Debbie Reynolds and Frank Sinatra became good friends, and during production he took her to lunch and said, "Sweetie, don't get married. Don't marry a singer. We're nice guys, but we're not good husbands." At the time, Reynolds was engaged to Eddie Fisher, who ultimately left her for Elizabeth Taylor.
The original Broadway production of "The Tender Trap" by Max Shulman and Robert Paul Smith opened at the Longacre Theater on October 13, 1954, and ran for 102 performances. The original cast included Robert Preston and Kim Hunter.
At one point in the film, Charlie and Julie watch a movie clip (on TV) from Easy to Love (1953), with Esther Williams and John Bromfield. That movie was filmed in Technicolor but broadcast on TV in B&W, as broadcast television did not exist in color at that time. However, MGM did not release that particular title to TV until nearly a decade later; the MGM film library, which was finally released to television in the Fall of 1956, did not include any titles filmed after 1948.

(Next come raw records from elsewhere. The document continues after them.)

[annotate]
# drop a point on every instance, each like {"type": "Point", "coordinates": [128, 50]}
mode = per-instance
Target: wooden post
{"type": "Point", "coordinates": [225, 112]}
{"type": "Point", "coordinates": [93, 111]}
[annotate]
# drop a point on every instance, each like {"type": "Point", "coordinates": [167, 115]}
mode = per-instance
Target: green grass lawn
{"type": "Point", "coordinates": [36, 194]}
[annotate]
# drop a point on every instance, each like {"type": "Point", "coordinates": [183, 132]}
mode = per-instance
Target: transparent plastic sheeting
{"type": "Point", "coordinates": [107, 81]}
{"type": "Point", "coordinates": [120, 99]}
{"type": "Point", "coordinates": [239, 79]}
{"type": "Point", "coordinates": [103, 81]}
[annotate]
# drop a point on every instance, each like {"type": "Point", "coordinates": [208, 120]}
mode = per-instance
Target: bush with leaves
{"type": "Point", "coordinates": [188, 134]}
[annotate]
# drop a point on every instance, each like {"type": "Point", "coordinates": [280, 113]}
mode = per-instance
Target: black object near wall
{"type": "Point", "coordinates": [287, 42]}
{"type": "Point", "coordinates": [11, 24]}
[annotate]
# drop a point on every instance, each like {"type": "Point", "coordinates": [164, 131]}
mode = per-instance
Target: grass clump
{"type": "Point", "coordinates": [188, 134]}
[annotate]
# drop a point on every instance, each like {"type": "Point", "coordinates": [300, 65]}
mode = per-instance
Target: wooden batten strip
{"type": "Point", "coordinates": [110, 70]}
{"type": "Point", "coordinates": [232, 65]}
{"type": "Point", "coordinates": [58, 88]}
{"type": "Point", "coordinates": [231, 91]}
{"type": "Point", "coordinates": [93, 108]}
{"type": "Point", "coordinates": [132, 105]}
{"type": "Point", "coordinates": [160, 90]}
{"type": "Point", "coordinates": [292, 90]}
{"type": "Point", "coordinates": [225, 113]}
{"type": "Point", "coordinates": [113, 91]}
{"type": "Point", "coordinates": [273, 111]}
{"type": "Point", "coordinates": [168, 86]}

Frank Sinatra and Celeste Holm also starred in High Society (1956). Both films were directed by Charles Walters.
The Tender Trap (1955) marked Frank Sinatra's return to MGM some six years after On the Town (1949). A second film under a new contract with the studio, Guys and Dolls (1955), was actually released ahead of The Tender Trap by one day on November 3, 1955.